Im antiken Griechenland bezeichnete das Wort Krisis jenen Augenblick, in dem sich bei einem Kranken entschied, ob er überleben oder sterben würde. Krise war also nie bloß Katastrophe. In diese Richtung weist auch Oswald Spengler. Er deutete Krisen in seiner geschichtsphilosophischen Analyse als evolutionäre Wendepunkte von Systemen und Kulturen. »Krise ist jener seltene Moment, in dem die Entscheidung zwischen dem Alten und dem Neuen fällt, ohne dass der Weg für beide klar vorgezeichnet ist.« Genau darin liegt ihre Zumutung. Sie erzwingt Bewegung, ohne Sicherheit zu geben. Etwas härter sahen das die Denker des 19. und frühen 20. Jahrhunderts. Friedrich Nietzsche etwa schrieb: »Was mich nicht umbringt, macht mich stärker.«

Schöpferische Zerstörung
Wenn die Philosophie davon ausgeht, dass Menschen in existenziellen Krisen an sich wachsen können, dann ziehen auch andere wissenschaftliche Disziplinen nach. In der Ökonomie war es Joseph Schumpeter, der mit seiner Theorie der schöpferischen Zerstörung Generationen von Krisendeutern in der Wirtschaftstheorie geprägt hat. Dabei geht es weniger um Krise im engeren Sinn als um Verdrängung. Die Theorie beschreibt, wie neue Technologien, Produkte oder Geschäftsmodelle alte Märkte und Unternehmen ersetzen. Dieser Prozess gilt als wesentlicher Motor des wirtschaftlichen Fortschritts, weil der Wohlstand von morgen durch das Ersetzen veralteter Strukturen entsteht, so Schumpeter sinngemäß. Nach dieser Logik wäre etwa die Krise der westeuropäischen Automobilindustrie notwendig, um einer neuen Technologie wie dem Elektromotor den Weg zu bereiten.

Tulpenkrise als erste Spekulationsblase
Naturgemäß sehen das nicht alle Ökonomen so optimistisch. Schon gar nicht jene, die selbst vom Niedergang der Automobilindustrie in Westeuropa betroffen sind. Am großen Bild ändert das wenig. Krise ist entweder persönlich, wie bei der Midlife-Crisis, oder sie betrifft ganze Gesellschaften und hat dann meist starke wirtschaftliche Folgen.
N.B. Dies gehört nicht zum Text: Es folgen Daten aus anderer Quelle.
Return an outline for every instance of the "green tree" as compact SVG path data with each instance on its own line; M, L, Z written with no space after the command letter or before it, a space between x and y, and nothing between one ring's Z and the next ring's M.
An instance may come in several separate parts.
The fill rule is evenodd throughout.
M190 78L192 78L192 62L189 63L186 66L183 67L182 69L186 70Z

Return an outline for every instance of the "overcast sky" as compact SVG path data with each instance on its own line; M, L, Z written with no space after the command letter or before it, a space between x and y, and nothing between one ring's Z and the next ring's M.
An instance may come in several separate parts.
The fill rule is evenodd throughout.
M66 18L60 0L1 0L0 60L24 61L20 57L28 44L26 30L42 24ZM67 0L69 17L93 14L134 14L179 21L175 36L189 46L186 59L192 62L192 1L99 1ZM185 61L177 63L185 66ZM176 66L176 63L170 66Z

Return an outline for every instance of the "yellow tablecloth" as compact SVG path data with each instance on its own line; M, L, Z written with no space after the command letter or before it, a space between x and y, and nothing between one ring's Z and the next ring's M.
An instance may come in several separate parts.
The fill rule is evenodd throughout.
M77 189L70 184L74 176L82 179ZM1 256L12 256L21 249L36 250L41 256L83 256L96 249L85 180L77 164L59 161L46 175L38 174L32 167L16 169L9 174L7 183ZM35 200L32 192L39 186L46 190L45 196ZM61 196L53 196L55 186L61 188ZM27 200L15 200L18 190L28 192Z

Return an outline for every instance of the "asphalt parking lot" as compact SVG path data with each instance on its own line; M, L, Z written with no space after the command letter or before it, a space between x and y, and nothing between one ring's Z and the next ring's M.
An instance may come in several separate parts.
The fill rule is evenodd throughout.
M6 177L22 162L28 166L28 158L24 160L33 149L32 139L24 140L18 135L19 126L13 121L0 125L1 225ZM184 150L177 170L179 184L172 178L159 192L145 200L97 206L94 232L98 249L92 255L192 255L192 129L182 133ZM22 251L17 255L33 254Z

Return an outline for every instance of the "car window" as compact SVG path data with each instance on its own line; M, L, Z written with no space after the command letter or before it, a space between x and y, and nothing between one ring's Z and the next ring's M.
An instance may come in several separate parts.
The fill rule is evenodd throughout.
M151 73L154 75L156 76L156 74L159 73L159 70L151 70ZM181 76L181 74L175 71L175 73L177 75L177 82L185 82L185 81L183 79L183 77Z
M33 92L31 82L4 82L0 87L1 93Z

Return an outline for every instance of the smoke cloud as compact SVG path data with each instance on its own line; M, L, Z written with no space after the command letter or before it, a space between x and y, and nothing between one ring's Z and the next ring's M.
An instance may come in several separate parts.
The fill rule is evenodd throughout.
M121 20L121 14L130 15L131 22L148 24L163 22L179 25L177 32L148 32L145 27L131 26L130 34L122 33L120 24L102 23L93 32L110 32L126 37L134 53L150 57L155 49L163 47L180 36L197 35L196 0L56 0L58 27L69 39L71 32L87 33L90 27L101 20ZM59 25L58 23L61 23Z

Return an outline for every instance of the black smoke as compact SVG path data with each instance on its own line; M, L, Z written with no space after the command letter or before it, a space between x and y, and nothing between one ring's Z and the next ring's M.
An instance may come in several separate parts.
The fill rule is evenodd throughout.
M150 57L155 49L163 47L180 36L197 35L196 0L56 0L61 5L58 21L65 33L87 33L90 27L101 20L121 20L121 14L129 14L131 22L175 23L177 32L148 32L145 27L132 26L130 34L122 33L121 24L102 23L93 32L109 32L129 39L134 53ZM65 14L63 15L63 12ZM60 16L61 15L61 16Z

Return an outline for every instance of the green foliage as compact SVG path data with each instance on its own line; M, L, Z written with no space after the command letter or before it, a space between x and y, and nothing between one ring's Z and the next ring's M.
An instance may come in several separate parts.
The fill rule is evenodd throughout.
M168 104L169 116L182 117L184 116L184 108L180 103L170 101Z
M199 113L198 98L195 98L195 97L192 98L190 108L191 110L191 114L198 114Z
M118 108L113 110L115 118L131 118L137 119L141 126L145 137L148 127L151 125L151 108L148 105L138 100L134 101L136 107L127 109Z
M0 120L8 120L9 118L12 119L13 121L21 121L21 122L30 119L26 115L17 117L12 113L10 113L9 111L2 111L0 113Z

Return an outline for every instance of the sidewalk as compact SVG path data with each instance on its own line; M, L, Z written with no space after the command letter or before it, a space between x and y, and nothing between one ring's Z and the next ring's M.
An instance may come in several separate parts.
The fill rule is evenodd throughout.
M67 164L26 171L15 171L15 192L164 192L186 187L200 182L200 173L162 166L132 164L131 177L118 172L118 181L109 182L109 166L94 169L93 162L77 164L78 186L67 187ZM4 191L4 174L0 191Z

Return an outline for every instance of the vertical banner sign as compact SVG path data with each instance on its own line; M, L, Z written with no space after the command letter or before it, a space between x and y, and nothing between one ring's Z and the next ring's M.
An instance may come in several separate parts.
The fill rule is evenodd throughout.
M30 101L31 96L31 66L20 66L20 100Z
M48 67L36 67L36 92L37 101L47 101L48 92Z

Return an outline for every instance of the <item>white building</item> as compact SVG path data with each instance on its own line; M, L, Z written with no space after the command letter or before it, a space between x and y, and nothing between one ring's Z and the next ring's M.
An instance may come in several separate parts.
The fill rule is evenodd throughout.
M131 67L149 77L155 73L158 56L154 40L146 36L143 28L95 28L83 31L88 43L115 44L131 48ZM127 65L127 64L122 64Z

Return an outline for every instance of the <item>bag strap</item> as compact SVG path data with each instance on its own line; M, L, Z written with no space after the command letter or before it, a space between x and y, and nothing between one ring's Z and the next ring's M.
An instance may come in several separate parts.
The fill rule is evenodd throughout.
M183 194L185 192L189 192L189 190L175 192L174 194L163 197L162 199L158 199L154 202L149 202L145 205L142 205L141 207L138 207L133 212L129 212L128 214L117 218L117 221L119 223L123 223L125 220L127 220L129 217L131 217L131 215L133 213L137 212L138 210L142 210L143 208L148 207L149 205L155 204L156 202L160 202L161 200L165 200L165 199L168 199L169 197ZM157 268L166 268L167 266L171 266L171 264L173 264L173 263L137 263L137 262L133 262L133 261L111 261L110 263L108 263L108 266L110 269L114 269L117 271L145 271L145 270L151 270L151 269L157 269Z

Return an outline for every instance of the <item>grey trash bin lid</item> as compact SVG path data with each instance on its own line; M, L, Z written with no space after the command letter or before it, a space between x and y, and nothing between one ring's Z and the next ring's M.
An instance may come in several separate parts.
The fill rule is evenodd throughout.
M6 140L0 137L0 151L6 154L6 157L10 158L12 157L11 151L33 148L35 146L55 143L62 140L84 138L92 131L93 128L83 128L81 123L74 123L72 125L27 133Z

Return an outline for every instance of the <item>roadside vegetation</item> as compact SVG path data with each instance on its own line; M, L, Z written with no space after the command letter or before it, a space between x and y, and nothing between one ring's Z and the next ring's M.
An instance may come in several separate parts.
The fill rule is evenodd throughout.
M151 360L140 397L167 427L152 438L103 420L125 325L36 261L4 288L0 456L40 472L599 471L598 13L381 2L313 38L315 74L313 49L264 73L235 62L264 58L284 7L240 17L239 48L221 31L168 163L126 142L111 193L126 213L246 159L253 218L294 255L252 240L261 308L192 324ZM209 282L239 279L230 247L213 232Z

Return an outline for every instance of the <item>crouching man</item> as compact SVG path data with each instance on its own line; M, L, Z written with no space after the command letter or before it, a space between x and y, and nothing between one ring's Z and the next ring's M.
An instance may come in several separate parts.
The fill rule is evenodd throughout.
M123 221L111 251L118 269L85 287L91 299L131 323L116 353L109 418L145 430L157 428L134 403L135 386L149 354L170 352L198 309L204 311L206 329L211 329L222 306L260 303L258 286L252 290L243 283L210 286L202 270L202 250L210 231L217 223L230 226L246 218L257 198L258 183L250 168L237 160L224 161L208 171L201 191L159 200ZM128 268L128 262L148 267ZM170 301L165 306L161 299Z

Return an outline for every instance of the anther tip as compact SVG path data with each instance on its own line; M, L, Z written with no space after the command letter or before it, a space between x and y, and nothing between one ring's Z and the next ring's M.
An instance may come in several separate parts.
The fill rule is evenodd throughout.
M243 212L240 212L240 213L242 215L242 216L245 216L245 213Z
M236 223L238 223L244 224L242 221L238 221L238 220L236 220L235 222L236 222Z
Wikipedia definiert Krise als Höhepunkt oder Wendepunkt einer gefährlichen Konfliktentwicklung in einem natürlichen oder sozialen System. Ihr geht demnach eine massive und problematische Funktionsstörung über einen gewissen Zeitraum voraus. Meist dauert sie eher kürzer als länger.
Blickt man auf die Wirtschaft, reichen globale Krisen Jahrhunderte, teilweise sogar Jahrtausende zurück. Fans des Blockbusters Wall Street 2 erinnern sich vielleicht an die Tulpenkrise. Die Tulpenkrise, auch Tulpenmanie genannt, gilt als eine der ersten Finanzkrisen und Spekulationsblasen der jüngeren Wirtschaftsgeschichte. Die Tulpe war gegen Ende des 16. Jahrhunderts in den Niederlanden zu einem begehrten Sammel- und Handelsobjekt geworden. Vor allem Adelige und gebildete Liebhaber exotischer Pflanzen zahlten hohe Summen für seltene Zwiebeln. In den 1630er-Jahren stiegen die Preise in schwindelerregende Höhen, ehe der Markt im Februar 1637 abrupt kollabierte.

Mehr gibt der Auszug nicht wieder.